The reference to MFL10s is hilarious, and for those that don’t remember that format, it was one of the original best ball phenomenons before Underdog helped take best ball to the moon. I left it in there because the idea of approaching your drafts differently if they are a part of a best ball portfolio or are a key managed league is still very obviously relevant in 2023.
But in that article from literally seven years ago (man, I’ve been doing this for too long), I go on to talk about how it’s not necessarily about picking a specific player, but rather finding pockets of players you like at given positions, where you know you’ll be able to build some depth at that position in that range, or find a starter you’re willing to go with for Week 1, or what have you.

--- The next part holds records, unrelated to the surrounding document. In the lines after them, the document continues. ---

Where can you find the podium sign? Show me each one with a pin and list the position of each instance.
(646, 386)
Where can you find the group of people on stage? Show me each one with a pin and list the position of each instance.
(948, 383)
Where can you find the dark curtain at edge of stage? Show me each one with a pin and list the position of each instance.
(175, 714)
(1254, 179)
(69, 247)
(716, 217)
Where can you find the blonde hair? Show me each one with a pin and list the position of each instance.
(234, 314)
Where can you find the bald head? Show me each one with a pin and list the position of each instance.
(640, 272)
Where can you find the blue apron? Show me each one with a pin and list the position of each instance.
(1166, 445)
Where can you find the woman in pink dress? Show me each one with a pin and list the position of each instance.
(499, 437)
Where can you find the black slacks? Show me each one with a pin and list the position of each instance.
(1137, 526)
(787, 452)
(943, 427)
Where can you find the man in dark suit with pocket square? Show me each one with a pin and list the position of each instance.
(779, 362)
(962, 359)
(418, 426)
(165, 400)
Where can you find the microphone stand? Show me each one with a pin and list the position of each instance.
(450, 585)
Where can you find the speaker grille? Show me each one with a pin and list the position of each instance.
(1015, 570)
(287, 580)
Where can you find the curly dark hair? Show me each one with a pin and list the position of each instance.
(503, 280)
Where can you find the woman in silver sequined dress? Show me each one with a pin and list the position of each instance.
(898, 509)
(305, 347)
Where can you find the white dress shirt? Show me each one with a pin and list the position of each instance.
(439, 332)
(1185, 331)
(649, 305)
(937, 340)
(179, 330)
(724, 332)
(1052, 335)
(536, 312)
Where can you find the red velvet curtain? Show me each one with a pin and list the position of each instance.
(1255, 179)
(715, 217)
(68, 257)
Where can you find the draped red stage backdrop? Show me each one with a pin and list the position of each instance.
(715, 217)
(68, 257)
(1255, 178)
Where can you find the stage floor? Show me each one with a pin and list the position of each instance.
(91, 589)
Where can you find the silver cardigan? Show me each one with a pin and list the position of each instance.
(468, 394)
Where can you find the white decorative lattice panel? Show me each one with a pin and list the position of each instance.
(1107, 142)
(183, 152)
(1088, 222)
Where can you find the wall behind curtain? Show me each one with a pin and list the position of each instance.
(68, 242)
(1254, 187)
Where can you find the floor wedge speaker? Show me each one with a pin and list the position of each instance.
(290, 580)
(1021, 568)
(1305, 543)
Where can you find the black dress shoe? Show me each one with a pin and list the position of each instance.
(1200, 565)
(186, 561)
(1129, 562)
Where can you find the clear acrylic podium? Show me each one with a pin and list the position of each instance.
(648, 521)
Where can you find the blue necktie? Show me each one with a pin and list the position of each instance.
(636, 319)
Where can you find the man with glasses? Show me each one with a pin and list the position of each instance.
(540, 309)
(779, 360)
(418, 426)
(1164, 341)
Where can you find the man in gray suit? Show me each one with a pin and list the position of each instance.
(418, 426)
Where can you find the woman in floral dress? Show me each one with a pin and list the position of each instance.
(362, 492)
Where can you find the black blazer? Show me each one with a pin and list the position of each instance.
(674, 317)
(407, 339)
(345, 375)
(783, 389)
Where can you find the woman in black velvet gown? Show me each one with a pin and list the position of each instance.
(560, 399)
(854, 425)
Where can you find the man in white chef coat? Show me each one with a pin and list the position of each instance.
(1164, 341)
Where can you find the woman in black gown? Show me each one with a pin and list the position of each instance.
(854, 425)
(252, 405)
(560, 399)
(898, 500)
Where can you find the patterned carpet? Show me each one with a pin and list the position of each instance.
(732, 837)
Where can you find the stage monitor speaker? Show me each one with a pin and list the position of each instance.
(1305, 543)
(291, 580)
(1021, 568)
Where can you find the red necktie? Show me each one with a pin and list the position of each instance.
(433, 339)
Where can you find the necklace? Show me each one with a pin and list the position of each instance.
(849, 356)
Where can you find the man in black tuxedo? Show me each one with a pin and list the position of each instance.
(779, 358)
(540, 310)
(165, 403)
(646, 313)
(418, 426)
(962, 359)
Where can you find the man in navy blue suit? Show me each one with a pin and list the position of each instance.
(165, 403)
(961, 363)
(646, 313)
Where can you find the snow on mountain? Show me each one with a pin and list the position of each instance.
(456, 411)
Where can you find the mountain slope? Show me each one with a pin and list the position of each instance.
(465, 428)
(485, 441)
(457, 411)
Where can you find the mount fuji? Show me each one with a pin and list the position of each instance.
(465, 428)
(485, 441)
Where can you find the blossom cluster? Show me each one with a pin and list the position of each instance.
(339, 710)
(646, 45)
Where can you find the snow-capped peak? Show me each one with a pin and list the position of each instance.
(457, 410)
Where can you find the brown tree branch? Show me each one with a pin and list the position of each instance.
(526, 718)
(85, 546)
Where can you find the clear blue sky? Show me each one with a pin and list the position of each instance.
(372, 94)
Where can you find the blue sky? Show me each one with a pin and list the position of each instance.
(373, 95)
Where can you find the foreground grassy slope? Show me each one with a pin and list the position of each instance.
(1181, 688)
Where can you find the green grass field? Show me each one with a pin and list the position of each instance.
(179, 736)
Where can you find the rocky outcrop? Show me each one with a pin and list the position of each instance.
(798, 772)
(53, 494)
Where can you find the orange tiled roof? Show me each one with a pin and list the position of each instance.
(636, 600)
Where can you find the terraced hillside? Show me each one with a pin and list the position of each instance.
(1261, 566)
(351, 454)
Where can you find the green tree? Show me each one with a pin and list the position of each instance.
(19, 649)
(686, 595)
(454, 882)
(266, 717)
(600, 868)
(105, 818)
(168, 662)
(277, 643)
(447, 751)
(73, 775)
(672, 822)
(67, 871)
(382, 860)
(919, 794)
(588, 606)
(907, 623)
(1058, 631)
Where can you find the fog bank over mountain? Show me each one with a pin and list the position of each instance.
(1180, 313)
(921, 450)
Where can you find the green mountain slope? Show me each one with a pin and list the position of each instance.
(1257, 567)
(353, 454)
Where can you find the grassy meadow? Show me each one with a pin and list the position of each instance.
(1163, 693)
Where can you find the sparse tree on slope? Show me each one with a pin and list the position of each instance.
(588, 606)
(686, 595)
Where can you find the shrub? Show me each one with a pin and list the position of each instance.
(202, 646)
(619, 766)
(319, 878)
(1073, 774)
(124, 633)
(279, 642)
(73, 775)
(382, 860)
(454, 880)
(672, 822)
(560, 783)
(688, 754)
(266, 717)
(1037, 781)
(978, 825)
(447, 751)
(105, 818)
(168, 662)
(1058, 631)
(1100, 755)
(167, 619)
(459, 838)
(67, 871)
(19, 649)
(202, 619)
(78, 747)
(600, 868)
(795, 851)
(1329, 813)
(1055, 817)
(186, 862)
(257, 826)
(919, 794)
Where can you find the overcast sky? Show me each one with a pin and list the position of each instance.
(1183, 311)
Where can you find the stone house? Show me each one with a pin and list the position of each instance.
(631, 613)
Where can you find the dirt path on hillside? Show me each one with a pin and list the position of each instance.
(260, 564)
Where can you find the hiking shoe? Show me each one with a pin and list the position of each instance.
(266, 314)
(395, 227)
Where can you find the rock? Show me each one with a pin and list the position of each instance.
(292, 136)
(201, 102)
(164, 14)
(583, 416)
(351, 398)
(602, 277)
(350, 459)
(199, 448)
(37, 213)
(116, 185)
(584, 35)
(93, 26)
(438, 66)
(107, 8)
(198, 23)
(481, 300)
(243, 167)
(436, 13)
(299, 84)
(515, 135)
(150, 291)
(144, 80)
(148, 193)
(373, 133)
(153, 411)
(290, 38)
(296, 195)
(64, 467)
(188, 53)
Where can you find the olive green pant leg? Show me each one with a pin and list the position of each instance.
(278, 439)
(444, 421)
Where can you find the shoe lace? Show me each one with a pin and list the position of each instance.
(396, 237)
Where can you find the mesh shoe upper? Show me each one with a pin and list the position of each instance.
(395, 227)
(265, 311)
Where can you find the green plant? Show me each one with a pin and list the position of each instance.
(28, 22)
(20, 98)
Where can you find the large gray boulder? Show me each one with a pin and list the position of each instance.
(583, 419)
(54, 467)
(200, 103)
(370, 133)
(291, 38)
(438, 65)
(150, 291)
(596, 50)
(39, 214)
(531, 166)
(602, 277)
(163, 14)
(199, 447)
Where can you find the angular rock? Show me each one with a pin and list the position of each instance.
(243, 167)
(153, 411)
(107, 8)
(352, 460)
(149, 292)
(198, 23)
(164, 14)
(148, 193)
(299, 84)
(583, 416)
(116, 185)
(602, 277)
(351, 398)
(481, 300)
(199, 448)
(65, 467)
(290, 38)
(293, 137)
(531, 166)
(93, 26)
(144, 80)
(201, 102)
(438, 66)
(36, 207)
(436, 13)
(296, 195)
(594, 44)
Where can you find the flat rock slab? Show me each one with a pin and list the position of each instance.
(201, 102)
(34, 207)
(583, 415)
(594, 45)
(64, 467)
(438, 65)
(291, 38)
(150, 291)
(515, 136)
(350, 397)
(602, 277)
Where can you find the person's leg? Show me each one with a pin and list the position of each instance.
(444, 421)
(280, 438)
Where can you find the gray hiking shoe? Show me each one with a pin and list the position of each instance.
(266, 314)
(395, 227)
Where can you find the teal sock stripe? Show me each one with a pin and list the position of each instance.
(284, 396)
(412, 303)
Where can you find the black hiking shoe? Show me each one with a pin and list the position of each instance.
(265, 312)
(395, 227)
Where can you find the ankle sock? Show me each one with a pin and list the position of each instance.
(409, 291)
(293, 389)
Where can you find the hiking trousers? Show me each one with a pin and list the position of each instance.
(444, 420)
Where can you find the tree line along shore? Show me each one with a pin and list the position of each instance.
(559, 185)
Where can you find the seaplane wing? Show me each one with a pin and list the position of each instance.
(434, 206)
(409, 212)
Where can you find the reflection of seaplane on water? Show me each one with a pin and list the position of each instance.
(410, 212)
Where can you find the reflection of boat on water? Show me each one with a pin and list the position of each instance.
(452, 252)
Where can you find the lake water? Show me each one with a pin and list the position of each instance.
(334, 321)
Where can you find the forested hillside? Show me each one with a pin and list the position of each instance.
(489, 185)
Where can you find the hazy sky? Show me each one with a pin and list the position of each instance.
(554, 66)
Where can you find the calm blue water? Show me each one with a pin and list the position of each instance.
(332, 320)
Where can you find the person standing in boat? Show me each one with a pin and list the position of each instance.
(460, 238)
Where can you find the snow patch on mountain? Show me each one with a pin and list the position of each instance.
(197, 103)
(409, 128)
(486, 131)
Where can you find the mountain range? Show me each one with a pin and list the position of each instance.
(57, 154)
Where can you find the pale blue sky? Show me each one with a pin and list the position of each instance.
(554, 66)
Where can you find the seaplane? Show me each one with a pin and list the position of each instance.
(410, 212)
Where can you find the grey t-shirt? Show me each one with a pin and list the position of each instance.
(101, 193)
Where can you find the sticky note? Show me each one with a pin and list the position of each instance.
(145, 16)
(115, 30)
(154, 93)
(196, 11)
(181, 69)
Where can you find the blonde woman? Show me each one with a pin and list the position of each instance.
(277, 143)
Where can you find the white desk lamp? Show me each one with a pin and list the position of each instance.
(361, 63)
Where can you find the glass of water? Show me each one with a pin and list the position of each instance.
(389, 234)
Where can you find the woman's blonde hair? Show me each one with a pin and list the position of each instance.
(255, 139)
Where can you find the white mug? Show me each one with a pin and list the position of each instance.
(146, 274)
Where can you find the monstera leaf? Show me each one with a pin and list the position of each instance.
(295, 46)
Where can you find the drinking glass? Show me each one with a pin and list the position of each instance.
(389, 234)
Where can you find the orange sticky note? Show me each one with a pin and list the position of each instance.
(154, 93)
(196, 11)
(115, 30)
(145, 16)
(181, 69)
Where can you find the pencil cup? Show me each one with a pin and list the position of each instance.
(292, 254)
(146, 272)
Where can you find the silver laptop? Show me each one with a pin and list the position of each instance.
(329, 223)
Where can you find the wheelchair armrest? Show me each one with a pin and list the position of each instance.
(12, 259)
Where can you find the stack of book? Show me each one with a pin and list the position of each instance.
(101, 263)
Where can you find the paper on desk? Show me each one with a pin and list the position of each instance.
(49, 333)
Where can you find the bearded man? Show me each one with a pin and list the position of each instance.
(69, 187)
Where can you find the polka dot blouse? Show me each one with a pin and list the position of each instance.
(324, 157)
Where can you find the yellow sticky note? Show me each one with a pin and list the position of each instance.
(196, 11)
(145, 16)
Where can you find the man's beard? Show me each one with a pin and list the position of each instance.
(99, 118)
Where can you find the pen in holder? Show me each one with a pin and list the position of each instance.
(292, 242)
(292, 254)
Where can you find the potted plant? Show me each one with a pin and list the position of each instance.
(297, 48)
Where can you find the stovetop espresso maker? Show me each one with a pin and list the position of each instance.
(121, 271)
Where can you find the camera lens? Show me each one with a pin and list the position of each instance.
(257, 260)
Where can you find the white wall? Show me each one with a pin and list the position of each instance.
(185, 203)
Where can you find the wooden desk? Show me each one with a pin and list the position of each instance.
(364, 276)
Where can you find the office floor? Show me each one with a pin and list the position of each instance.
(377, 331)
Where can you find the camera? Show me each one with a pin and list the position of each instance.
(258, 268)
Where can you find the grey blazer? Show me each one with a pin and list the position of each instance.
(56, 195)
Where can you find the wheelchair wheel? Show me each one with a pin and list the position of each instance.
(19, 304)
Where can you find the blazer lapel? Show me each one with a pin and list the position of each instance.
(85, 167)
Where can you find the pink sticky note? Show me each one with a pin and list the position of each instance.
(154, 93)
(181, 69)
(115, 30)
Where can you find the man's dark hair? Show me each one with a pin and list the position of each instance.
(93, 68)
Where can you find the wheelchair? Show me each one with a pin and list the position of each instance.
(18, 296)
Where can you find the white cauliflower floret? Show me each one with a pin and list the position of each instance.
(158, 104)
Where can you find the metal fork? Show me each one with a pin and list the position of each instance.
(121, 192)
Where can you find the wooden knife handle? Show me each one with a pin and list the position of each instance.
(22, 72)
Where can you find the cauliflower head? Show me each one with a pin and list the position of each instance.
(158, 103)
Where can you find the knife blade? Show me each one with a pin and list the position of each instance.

And then once you’ve figured that part out, you can have a better idea of what you might want to do in the all-important first few rounds of the draft, because all the positions are more or less viable there. Hence, you’re building a draft plan back to front, thinking through the decisions you’ll want to be making later to help figure out what to commit to early.
In previous years, those decisions about how to approach things later started a little deeper. The height of the RB Dead Zone was this Round 4 and Round 5 range, where I probably took a WR in those areas of drafts something like 80% of the time or more, so there wasn’t a ton of consideration that needed to be given. But in 2023, we have a different RB landscape with a lot more interesting names landing in what is traditionally the Dead Zone — when you click through to those links I mentioned about the Dead Zone, you’ll see me consistently highlight the types of younger backs whose profiles the market doesn’t really know yet as the RBs who can come out of these rounds and have real ceilings. That’s a key group of potentially hugely important players that is simply much larger in 2023.